On the island of Cedar Key, commissioner Sue Colson joined other city officials in packing up documents and electronics at City Hall.

She had a message for the almost 900 residents under mandatory orders to evacuate as more than a dozen state troopers went door to door warning people the storm surge could rise as high as 15 feet.

“One word: Leave,” Ms Colson said. “It’s not something to discuss.”

Governor Ron DeSantis repeated the warning at an afternoon news conference.

“You really got to go now. Now is the time,” said the governor, who earlier stressed residents did not necessarily need to leave the state, but should “get to higher ground in a safe structure”.

“You can ride the storm out there, then go back to your home,” he said.

Tolls were waived on highways out of the danger area, shelters were open and hotels prepared to take in evacuees.

More than 30,000 utility workers were gathering to make repairs as quickly as possible in the hurricane’s wake. About 5,500 National Guard troops were activated.

In Tarpon Springs, a coastal community northwest of Tampa, 60 patients were evacuated from a hospital out of concern that the system could bring a seven-foot storm surge.

After landing in the Big Bend region, Idalia is forecast to cross the Florida peninsula and drench southern Georgia and the Carolinas on Thursday.

Both Georgia governor Brian Kemp and South Carolina governor Henry McMaster announced states of emergency, freeing up state resources and personnel, including hundreds of National Guard troops.

Tropical Weather
Tropical Weather Motorists queue to collect sandbags in Tampa, Florida, ahead of Hurricane Idalia’s arrival (Ivy Ceballo/Tampa Bay Times/AP)

At 11pm on Tuesday, Idalia was about 125 miles west of Tampa, the National Hurricane Centre said. It was moving north at 18 mph.

In Cuba, Idalia left more than 60% of Pinar del Rio’s residents in the dark, state media reported.

“The priority is to reestablish power and communications and keep an eye on the agriculture: Harvest whatever can be harvested and prepare for more rainfall,” president Miguel Díaz-Canel said in a meeting with government officials on Tuesday.

More than 10,000 people had been evacuated to shelters or stayed with friends and relatives as up to 4 inches of rain fell. More than half of the province was without electricity.

Tropical Weather
Tropical Weather A Tybee Island resident helps his friend board up his house on the island ahead of Hurricane Idalia (Stephen B. Morton/Atlanta Journal-Constitution via AP)

State media did not report any deaths or major damage.

Idalia will be the first storm to hit Florida this hurricane season, but it is only the latest in a summer of natural disasters, including wildfires in Hawaii, Canada and Greece, the first tropical storm to hit California in 84 years and devastating flooding in Vermont.

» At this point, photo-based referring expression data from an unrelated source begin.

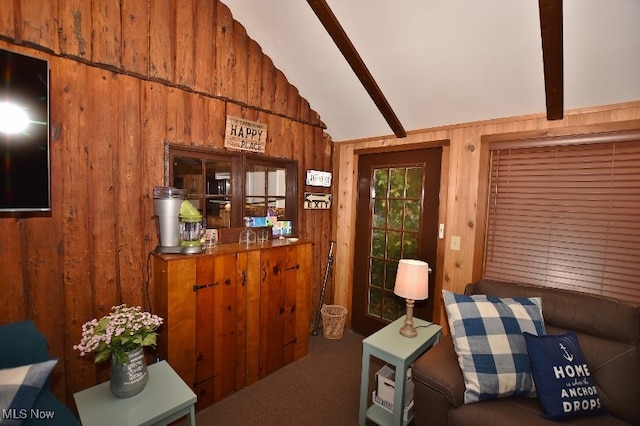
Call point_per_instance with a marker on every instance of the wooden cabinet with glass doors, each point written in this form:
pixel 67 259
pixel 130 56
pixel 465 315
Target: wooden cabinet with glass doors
pixel 233 315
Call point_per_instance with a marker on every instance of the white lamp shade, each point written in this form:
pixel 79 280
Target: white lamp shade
pixel 412 279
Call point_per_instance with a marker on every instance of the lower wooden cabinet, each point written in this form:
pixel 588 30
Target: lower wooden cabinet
pixel 233 315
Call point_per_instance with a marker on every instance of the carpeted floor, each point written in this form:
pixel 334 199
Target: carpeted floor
pixel 321 389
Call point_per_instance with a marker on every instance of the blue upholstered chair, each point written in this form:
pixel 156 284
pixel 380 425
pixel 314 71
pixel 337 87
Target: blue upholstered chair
pixel 21 343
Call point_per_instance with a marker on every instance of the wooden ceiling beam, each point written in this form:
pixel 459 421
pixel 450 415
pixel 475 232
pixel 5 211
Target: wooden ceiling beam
pixel 340 38
pixel 552 56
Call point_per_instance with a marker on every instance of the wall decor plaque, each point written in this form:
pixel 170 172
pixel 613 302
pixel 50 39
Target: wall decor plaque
pixel 245 135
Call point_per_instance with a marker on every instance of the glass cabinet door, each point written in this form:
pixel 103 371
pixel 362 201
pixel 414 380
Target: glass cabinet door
pixel 208 186
pixel 265 191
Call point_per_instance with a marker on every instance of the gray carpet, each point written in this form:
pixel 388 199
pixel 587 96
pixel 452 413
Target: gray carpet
pixel 321 389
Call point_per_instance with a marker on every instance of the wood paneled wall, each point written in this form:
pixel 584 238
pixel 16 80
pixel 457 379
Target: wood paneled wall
pixel 127 76
pixel 465 167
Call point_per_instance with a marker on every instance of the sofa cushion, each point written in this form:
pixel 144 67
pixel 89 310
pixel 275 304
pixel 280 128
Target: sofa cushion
pixel 20 386
pixel 487 336
pixel 563 381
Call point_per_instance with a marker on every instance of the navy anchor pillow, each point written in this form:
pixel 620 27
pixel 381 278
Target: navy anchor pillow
pixel 563 381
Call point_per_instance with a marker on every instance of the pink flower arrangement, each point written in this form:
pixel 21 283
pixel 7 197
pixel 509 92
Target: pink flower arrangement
pixel 122 330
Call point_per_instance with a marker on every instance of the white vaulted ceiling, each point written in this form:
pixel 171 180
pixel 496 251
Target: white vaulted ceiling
pixel 441 62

With a large stretch of Florida’s western coast at risk for storm surges and floods, evacuation notices were issued in 22 counties with mandatory orders for some people in eight of those counties.

Many of the notices were for low-lying and coastal areas and for people living in mobile and manufactured homes, recreational vehicles or boats, and for people who would be vulnerable in a power outage.